Her still lifes and landscapes grace In-Town Gallery
One doesn’t have to look far in Chattanooga to find quality realist oil paintings, as is evidenced by some prolific work at In-Town Gallery. Gay Arthur’s latest series examines change and the effects of time with still life and landscape compositions, creatively preserving and celebrating the past.
A sensitive yet rough use of texture and light/shadow causes her work to have an organic painterly quality, while an acute attention to detail creates a nearly photographic level of realism.
Arthur waited to follow her dream of painting full time until she could retire from her career. She then went back to school, and graduated from UTC’s art department in 2003. “I was a late bloomer,” she tells us. “I didn’t go back to school until 1999, after being a dental hygienist for 35 years.”
She has always been artistic and enjoyed art. “I wanted to pursue it,” she says, “to take a four-year program that would build upon itself. I didn’t just want to take an adult class here and there—I wanted a degree in art, a concentration.”
“Over the years,” she continues, “I did take an isolated ceramics, watercolor, or drawing class—I took art classes throughout my adult life but I had never done oil painting until UTC, where I earned my bachelor’s in painting and drawing.”
She has worked as a full-time artist since school, though she still occasionally temps as a hygienist. Her first show was at Gold Leaf Design in 2004, and she became a member of In-Town Gallery in 2007, where, in addition to exhibiting her paintings, she hangs new art and does design work. Her art is displayed there year round, with new pieces being added at least every six months.
Arthur is also represented by JumpstART Artist Services, a creative agency that places art at various locations around town, such as law offices, city buildings, and the Chamber of Commerce.
When she was at school at UTC, in her senior year, the University was tearing down an old house and church to build what is now the engineering building. “I thought it was such a shame,” she says, “because it was a beautiful old home—there were many who lived in it, and it had such history.”

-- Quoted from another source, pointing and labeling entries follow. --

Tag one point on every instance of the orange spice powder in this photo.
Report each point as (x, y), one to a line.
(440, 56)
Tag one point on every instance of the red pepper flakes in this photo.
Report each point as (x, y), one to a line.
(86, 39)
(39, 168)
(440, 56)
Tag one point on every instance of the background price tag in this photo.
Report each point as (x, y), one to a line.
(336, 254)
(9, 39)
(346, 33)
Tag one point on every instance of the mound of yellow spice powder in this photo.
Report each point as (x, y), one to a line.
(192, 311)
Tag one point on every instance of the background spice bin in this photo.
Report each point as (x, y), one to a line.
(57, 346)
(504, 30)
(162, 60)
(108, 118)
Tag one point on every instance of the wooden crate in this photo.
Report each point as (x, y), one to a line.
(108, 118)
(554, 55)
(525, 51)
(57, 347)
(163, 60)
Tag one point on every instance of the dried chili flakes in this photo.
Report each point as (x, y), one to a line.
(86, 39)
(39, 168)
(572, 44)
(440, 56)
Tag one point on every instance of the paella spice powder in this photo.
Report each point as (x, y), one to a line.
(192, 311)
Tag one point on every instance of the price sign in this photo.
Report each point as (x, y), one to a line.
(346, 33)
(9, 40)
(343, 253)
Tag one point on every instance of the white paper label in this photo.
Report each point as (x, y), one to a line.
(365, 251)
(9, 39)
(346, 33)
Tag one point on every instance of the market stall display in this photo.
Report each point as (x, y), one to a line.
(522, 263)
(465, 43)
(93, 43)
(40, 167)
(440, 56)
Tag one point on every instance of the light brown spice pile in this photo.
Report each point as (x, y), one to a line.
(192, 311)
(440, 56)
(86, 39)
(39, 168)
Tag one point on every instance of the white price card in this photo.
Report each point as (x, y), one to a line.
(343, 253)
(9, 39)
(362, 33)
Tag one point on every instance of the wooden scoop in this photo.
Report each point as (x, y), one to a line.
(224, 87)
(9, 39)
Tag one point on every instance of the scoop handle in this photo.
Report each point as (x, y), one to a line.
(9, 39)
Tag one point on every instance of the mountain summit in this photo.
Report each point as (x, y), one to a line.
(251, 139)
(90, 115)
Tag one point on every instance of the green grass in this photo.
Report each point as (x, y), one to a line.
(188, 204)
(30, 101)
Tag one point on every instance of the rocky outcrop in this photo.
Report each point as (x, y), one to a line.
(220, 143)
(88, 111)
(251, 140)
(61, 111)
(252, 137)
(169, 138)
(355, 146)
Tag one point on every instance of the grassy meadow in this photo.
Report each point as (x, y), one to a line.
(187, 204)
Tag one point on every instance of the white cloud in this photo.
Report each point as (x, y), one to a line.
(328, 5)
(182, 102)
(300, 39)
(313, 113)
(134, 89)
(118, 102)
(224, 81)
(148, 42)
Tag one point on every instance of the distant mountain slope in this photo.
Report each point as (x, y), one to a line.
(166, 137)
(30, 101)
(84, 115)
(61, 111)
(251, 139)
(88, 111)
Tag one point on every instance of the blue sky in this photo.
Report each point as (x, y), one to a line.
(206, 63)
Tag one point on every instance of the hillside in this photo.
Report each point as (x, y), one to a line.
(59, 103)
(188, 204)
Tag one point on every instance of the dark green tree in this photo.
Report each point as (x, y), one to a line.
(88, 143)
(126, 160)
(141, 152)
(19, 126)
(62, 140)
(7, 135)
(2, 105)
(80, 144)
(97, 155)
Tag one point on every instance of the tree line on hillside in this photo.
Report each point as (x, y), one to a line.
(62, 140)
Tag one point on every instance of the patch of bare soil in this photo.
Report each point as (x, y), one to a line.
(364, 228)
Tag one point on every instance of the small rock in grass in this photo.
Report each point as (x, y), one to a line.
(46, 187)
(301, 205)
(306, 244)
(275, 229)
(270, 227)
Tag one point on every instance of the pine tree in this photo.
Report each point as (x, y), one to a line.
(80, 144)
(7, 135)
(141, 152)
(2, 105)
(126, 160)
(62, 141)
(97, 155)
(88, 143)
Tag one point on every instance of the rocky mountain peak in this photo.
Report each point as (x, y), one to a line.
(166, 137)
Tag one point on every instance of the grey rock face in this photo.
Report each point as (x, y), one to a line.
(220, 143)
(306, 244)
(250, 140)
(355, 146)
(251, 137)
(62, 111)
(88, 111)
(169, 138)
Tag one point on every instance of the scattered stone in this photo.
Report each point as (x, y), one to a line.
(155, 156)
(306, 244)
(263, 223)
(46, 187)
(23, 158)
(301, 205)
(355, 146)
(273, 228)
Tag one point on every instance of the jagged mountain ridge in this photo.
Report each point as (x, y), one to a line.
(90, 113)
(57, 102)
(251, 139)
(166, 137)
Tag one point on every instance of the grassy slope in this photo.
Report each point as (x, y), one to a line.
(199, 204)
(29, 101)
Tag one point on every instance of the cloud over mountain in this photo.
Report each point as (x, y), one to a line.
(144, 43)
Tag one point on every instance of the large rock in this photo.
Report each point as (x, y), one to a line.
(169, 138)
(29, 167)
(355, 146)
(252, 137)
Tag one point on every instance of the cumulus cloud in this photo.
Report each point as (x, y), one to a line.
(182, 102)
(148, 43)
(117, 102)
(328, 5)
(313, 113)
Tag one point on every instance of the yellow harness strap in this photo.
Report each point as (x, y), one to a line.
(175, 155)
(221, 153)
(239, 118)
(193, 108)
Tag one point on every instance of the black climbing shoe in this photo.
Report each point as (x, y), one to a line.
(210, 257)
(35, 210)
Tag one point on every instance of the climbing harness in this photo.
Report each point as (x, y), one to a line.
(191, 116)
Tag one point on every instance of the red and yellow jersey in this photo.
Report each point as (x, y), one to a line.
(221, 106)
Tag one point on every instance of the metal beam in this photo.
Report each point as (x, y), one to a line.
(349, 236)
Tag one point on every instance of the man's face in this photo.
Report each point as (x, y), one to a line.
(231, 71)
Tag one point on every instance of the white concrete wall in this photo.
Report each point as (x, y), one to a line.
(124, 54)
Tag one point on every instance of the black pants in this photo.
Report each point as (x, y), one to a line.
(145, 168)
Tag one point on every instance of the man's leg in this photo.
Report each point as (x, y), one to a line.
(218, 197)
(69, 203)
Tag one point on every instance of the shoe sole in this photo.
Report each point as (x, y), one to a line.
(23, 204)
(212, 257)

“So, I took some pictures of it—it was across the street from the Fine Arts Building. That is how I got started with my nostalgia.”
Arthur saw in the newspaper that Wheland Foundry and U.S. Pipe were going to be demolished. She got permission to go on the grounds, wearing a hard hat and safety gear, and documented the decaying property with her digital camera. These images became source material for her next series of paintings.

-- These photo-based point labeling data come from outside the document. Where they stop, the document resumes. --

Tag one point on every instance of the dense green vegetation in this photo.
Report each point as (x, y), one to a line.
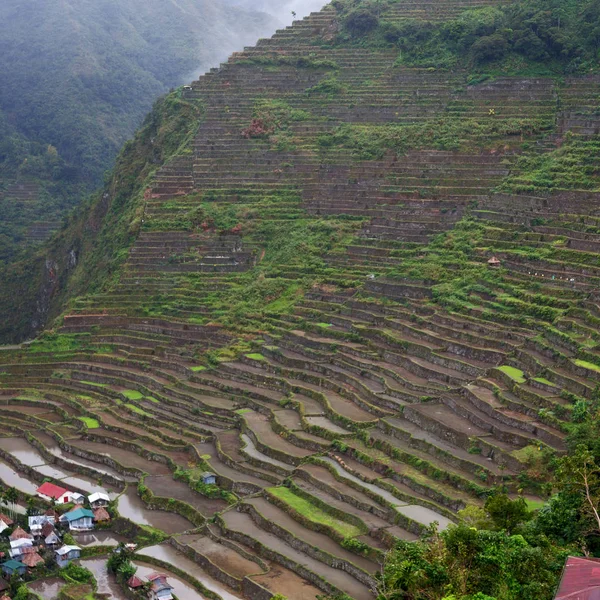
(547, 35)
(320, 301)
(505, 551)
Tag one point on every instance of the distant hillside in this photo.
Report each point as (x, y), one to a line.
(78, 77)
(353, 274)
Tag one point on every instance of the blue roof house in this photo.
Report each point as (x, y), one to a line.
(66, 554)
(13, 566)
(80, 519)
(208, 478)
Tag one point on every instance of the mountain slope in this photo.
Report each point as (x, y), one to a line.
(78, 78)
(368, 285)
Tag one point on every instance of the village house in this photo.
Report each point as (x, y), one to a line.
(54, 493)
(37, 522)
(101, 515)
(80, 519)
(20, 547)
(208, 478)
(5, 523)
(580, 579)
(52, 514)
(66, 554)
(98, 499)
(4, 585)
(10, 567)
(32, 560)
(160, 588)
(135, 583)
(50, 536)
(20, 534)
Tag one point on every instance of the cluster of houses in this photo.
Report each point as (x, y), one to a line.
(159, 588)
(45, 531)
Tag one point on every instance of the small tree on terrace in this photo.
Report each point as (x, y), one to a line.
(579, 473)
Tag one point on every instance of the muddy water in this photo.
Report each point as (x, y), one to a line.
(251, 450)
(131, 507)
(47, 588)
(11, 478)
(52, 471)
(106, 582)
(98, 538)
(169, 555)
(87, 485)
(56, 451)
(418, 513)
(21, 450)
(325, 423)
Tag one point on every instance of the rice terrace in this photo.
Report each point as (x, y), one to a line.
(338, 298)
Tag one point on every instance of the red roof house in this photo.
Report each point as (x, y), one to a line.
(50, 491)
(19, 534)
(580, 579)
(135, 582)
(6, 519)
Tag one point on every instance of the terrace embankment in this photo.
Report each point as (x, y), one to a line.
(307, 313)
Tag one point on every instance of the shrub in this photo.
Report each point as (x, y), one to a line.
(490, 47)
(361, 21)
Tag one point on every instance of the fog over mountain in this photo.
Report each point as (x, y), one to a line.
(282, 10)
(77, 78)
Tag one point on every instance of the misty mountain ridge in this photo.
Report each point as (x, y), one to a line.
(78, 77)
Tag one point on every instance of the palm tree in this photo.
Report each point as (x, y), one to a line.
(12, 497)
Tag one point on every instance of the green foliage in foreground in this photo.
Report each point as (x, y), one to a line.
(504, 551)
(460, 562)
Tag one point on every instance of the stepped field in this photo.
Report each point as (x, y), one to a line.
(303, 298)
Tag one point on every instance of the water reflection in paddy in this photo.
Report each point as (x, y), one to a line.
(131, 507)
(98, 538)
(12, 478)
(169, 555)
(182, 589)
(107, 585)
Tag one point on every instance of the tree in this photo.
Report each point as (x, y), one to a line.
(578, 474)
(12, 496)
(489, 47)
(361, 21)
(505, 513)
(22, 593)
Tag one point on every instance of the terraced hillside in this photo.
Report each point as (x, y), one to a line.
(308, 312)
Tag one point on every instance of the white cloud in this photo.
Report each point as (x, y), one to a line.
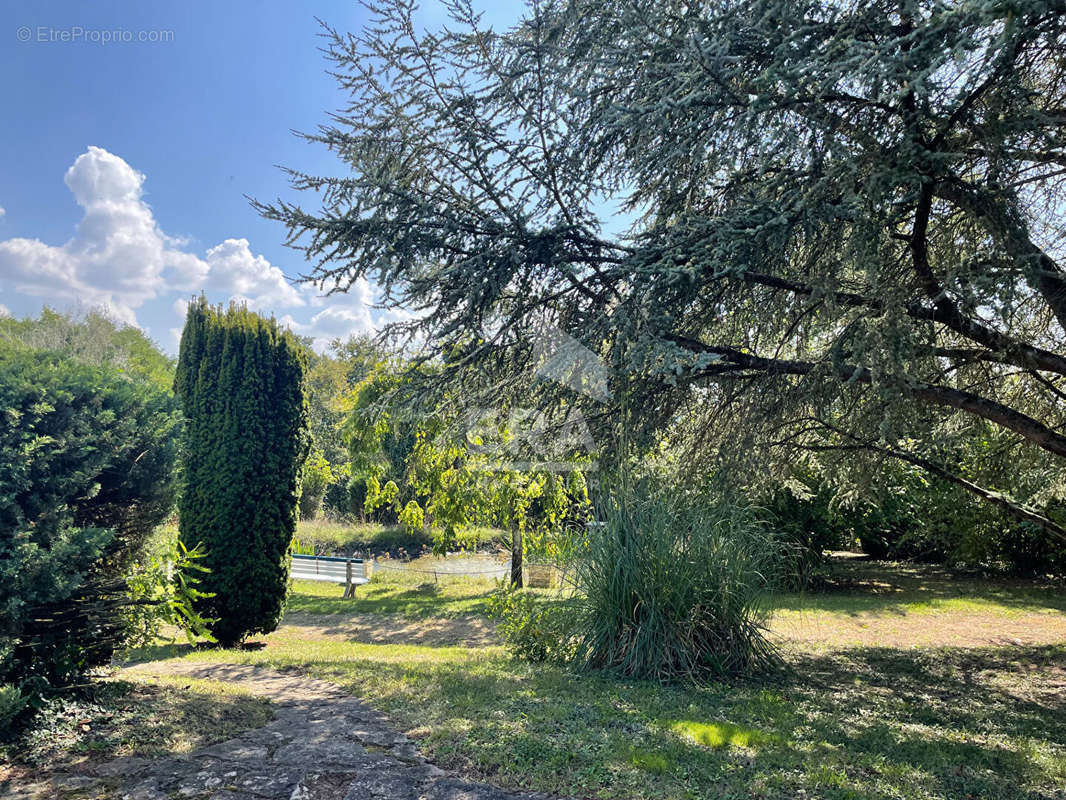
(119, 258)
(235, 270)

“I became enthralled with the lines and angles and peeling paint and rust. So I painted those for a few years. I started painting articles that aren’t needed anymore, old typewriters, antique toys, things that are made of fabric that we grew up with that we don’t see anymore. I like to call it preserving the past in paint.”

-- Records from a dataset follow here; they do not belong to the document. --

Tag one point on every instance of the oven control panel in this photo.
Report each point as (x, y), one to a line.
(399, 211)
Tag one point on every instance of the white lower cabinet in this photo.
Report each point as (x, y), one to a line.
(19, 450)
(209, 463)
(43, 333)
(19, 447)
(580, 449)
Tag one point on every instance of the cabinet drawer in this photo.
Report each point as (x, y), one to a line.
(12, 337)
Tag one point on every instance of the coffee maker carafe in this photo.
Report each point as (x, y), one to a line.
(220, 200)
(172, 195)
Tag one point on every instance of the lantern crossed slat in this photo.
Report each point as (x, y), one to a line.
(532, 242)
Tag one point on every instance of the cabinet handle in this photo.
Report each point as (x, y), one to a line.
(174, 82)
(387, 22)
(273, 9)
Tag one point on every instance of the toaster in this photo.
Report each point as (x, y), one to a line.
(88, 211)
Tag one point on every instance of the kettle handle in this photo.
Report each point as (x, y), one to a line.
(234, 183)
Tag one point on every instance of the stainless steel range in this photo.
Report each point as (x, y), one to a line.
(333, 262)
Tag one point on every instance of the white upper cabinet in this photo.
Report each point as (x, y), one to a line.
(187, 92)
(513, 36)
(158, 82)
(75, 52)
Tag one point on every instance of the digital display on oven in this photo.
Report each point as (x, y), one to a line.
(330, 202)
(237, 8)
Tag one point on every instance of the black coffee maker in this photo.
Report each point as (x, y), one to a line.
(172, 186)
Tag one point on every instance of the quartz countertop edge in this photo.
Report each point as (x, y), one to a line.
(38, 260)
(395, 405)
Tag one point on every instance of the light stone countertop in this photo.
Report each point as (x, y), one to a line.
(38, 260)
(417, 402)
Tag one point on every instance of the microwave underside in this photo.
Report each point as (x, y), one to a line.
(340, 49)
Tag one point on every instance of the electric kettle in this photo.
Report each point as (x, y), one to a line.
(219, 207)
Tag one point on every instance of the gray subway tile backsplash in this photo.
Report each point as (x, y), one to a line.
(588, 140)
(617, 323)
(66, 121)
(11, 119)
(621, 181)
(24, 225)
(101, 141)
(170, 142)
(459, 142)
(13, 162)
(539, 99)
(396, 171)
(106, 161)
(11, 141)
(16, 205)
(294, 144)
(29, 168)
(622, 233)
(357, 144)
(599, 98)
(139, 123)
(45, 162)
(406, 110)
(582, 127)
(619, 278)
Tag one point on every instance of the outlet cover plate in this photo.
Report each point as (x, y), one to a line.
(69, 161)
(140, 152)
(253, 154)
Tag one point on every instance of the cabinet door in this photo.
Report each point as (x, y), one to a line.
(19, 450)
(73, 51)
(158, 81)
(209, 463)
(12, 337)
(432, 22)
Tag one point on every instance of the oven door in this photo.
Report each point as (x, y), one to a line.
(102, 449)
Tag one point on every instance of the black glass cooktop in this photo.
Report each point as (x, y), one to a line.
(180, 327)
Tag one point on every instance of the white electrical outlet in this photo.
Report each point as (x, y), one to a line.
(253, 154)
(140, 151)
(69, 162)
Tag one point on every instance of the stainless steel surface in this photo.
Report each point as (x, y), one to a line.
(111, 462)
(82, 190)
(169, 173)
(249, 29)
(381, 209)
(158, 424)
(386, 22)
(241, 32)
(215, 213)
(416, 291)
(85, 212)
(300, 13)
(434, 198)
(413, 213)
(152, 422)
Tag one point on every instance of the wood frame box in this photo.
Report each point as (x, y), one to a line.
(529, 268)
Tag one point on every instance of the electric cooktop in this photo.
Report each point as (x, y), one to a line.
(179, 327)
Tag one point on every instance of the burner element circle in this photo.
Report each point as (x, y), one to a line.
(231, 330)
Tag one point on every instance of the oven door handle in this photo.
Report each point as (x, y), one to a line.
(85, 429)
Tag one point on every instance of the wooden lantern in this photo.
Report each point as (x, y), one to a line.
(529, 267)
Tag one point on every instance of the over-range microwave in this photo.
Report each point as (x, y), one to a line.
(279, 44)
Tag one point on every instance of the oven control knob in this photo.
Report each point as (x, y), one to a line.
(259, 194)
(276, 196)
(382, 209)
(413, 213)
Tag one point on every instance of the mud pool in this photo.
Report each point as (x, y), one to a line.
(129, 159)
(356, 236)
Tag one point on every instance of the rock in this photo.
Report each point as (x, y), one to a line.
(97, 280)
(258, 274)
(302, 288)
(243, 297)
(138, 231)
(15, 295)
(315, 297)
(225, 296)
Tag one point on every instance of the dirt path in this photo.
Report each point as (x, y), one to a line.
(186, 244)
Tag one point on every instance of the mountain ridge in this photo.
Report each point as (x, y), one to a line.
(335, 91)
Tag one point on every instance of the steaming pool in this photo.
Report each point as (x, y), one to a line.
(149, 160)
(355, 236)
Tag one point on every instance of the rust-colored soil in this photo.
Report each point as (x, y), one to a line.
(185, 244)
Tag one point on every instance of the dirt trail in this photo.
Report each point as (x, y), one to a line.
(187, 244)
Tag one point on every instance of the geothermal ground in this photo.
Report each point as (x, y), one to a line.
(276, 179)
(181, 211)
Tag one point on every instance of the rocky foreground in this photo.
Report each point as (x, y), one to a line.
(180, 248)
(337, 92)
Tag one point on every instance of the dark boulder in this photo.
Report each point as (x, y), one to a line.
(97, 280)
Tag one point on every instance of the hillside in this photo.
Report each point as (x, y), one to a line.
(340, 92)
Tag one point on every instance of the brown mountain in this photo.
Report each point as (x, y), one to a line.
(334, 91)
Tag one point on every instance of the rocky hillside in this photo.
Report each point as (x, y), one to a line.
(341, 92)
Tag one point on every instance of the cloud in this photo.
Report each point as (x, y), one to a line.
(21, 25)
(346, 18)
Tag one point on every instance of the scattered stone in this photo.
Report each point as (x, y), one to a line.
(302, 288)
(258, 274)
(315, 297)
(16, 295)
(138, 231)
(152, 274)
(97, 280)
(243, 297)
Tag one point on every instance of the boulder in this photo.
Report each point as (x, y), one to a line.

She painted a series in Italy, Spain, and Portugal, and one from a volunteer job in Peru. She does local landscapes of pleasing views of Greenway Farms, pet portraits, house portraits, and takes commissioned work.
“People choose the scene they want, and size of the painting. If someone is moving away, they sometimes want a picture of their old house.”
All of her paintings are done with oil on canvas. A lot of the work is very textural—she uses a palette knife extensively for mixing and for applying color to canvas. Her process involves lots of rubbing and scraping, and she uses many unconventional tools for mark-making—knives, spoons, forks, and even dog collars.
Arthur’s most recent series is entitled “The Fabric of Our Lives”. For this body of work, she used reference photos of clothing and fabric in a variety of situations—an American flag being folded by Marines, an old sewing machine, or clothing drying on a clothesline.
She is currently working on a series of negative space reversals, where the subject of the painting is the space surrounding an object—and is also available for commissions.